John Williamson
Contributions to Fondad publications
- 2007 Global Imbalances and Developing Countries: Remedies for a Failing International Financial System
- 2005 Protecting the Poor: Global Financial Institutions and the Vulnerability of Low- Income Countries
- 2001 New Challenges of Crisis Prevention: Addressing Economic Imbalances in the North and Boom-Bust Cycles in the South
- 2000 The Management of Global Financial Markets
- 1993 The Pursuit of Reform: Global Finance and the Developing Countries
- 1992 Fragile Finance: Rethinking the International Monetary System
John Williamson (1937) is senior fellow at the Institute for International Economics in Washington D.C. since its founding in 1981. He has taught at the Universities of York (1963-68) and Warwick (1970-77) in England, the Pontifícia Universidade Católica do Rio de Janeiro (1978-81) in Brazil, as a visiting professor at MIT (1967 and 1980), LSE (1992), and Princeton (1996), and is an honorary professor at the University of Warwick (since 1985).
He was an economic consultant to the UK Treasury (1968-70), advisor to the International Monetary Fund (1972-74).
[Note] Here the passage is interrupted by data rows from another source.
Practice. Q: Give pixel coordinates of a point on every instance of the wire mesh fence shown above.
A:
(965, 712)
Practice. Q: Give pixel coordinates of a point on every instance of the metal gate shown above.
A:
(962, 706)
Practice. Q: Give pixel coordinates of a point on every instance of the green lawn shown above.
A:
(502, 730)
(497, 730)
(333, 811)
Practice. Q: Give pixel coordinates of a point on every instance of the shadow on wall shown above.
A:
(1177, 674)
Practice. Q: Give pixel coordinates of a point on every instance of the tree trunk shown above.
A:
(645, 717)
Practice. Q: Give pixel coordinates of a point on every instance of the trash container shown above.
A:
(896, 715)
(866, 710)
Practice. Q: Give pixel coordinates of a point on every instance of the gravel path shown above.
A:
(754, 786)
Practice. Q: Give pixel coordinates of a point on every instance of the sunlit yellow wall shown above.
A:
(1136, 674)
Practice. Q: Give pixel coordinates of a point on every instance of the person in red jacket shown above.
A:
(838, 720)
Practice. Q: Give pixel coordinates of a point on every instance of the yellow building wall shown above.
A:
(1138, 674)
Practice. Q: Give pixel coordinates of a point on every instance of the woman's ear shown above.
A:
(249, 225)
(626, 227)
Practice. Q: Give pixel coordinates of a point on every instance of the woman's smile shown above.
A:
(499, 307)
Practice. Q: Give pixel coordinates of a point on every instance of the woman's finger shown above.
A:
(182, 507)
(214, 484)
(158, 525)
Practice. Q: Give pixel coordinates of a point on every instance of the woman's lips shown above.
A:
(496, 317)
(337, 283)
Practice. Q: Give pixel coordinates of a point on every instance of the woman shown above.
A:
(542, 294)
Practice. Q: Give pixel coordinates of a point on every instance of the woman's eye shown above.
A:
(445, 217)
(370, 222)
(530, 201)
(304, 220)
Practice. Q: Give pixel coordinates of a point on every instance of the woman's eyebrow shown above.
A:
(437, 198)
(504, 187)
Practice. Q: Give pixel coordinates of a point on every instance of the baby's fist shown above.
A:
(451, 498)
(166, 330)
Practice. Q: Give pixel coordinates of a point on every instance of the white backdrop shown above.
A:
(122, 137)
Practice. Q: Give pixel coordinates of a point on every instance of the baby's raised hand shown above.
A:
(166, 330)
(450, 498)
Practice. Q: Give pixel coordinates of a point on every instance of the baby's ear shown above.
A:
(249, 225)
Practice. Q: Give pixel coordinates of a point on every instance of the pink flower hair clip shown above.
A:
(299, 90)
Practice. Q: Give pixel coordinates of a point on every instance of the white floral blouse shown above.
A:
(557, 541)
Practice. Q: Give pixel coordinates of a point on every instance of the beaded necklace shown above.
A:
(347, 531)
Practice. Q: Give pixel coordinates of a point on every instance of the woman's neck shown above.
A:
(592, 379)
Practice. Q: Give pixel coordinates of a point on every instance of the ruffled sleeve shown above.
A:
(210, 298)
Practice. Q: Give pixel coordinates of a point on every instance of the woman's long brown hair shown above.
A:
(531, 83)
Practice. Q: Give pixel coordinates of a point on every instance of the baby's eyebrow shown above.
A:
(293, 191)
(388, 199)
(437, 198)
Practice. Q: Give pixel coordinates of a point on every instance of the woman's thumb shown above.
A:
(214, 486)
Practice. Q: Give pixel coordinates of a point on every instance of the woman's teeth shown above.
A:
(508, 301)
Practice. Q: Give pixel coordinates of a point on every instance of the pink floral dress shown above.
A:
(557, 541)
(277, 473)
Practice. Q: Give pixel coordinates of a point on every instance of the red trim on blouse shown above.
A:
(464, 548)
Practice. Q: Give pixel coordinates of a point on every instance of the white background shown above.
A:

From 1996-99 he was on leave from the Institute of International Economics to serve as chief economist for the South Asia Region of the World Bank. He was project director for the UN High-Level Panel on Financing for Development (the Zedillo Report) in 2001.
He is author, co-author, editor, or coeditor of numerous studies on international monetary and development issues. His most recent publication is Reference Rates and the International Monetary System (Institute for International Economics, 2007).